Pelo terceiro ano consecutivo decorreu o “Tradições da Vila”. Decorreram animações de rua itinerante com as antigas coscuvilheiras que falavam da vida alheia. As cenas do dia a dia de trabalho no campo e o ambiente familiar trouxeram à memória das pessoas a vivência no passado.
Foi uma autêntica viagem no tempo, com o objetivo de transmitir esta herança antiga às novas gerações e a quem vem de visita às Caldas da Rainha.
Os grupos folclóricos e etnográficos do concelho animaram e interagiram com o público em vários pontos da cidade ao longo de todo o dia.
Sérgio Pereira, um dos grandes dinamizadores do projeto, recordou que o evento surgiu de uma proposta coletiva dos grupos de folclore e etnografia do concelho das Caldas com o objetivo de manter viva a identidade da cultura local.

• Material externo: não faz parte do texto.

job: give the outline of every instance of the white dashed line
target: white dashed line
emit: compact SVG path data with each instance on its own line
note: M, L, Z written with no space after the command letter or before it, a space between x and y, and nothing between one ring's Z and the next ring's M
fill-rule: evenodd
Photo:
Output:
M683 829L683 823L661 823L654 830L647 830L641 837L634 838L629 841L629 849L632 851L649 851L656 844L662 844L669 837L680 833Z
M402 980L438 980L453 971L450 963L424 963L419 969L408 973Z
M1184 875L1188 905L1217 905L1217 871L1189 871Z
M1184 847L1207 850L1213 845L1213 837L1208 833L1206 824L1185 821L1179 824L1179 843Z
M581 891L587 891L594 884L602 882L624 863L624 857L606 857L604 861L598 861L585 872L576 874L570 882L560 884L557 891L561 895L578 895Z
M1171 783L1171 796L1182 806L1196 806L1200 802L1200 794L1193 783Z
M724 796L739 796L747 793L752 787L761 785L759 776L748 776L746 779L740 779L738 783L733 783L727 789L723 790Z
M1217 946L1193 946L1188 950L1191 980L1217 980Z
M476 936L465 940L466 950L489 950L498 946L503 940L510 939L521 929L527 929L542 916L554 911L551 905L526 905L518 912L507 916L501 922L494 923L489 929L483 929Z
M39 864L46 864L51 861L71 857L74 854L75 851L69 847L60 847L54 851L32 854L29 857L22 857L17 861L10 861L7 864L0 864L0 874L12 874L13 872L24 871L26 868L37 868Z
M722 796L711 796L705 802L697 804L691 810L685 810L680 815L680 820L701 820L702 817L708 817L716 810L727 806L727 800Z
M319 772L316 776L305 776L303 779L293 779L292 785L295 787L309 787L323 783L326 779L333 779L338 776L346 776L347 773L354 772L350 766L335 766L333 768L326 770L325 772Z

Dado ao sucesso que tem tido, o responsável quer que faça parte dos eventos anuais e que vá crescendo com mais participações e animações.
Participaram no evento sete grupos folclóricos, mas, segundo este responsável “nenhum traz a sua bandeira”. “O desafio é os grupos estarem sem bandeiras porque estamos apenas interessados em promover o folclore e tradições da região”.
Este ano o percurso foi diferente, o cortejo etnográfico/religioso com o andor teve pela primeira vez uma paragem em frente à igreja de Nª Sr.ª da Conceição, com oração, canto religioso e dança coletiva na Praça 25 de Abril. “O sentimento religioso está muito presente nas aldeias e ainda hoje as festas têm a parte religiosa e a profana e tentámos recriar isso”, explicou, o responsável.
No Parque D. Carlos I foi recriada a apanha da azeitona, o varejar das oliveiras, o cenário de lavadeiras junto ao lago e o ambiente de conversas sobre a vida alheia. Decorreu ainda o malhar e escarolar o milho e/ou feijão, recriando o ambiente das eiras, acompanhado de cantigas e danças de trabalho.
“Temos para o ano um projeto mais arrojado, que exige a participação e dedicação mais profunda dos grupos, que é recriar profissões na rua, com empenho de todos”, revelou.
O projeto “Tradições da Vila” surge de uma proposta dos ranchos folclóricos e etnográficos “As Ceifeiras” da Fanadia, “Os Oleiros” das Caldas da Rainha, “Os Azeitoneiros” de Alvorninha, “Flores da Primavera” do Guisado, “Os Amigos” da Associação de Barrantes e “Danças do Arnoia”, de A-dos-Francos.
A Banda Comércio e Indústria das Caldas e o Rancho Folclórico do Arco da Memória foram os grupos convidados.